Let $d\in\mathbb N$, $b\in\mathbb R^d$ and $u_0:\mathbb R^d\to\mathbb R$ be differentiable.
We can easily show that the unique (classical) solution of \begin{align}\left(\frac\partial{\partial t}+b\cdot\nabla_x\right)u&=0&\text{in }(0,\infty)\times\mathbb R^d;\tag1\\ u&=u_0&\text{on }\{0\}\times\mathbb R^d\tag2\end{align} is given by $$u(t,x):=u_0(x-tb)\;\;\;\text{for }(t,x)\in[0,\infty)\times\mathbb R^d.\tag3$$
If $u_0$ is not differentiable, will a "weak" solution of $(1)$ and $(2)$ still be given by $(3)$? And is this weak solution still unique?
To be precise, let $\Omega\subseteq\mathbb R^d$ be bounded and open, $H:=L^2(\Omega)$, $V:=H_0^1(\Omega)$ and $u_0\in V'$. Say that $u\in\mathcal L^2((0,\infty),V)$ is a weak solution of $(1)$ and $(2)$, with $\mathbb R^d$ replaced by $\Omega$, if $$\frac{\rm d}{{\rm d}t}\langle\varphi,u(t)\rangle_H=-\langle b\varphi,\nabla u(t)\rangle_{L^2(\Omega,\:\mathbb R^d)}\tag4$$ and $$\langle\varphi,u(0)\rangle=u_0\tag5$$ for all $\varphi\in V$.
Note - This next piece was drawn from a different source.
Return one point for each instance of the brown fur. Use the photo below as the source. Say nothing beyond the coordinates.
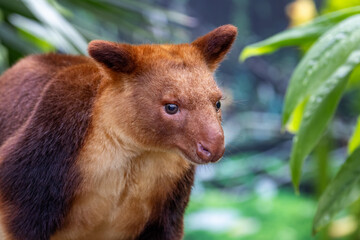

Since this definition requires $u$ to take values in $V$ (and not only in $V'$), I guess we need to assume that $u_0\in V$ (but I would also like to know if there is also a sensible notion of solution which takes values in $V'$) such that we can at least ask whether such a weak solution could be given by $(3)$. However, there is still the problem that $u_0$ is only an equivalence class and hence we cannot make sense of the evaluation $u_0(x-tb)$ of $u_0$ at $x-tb$ ...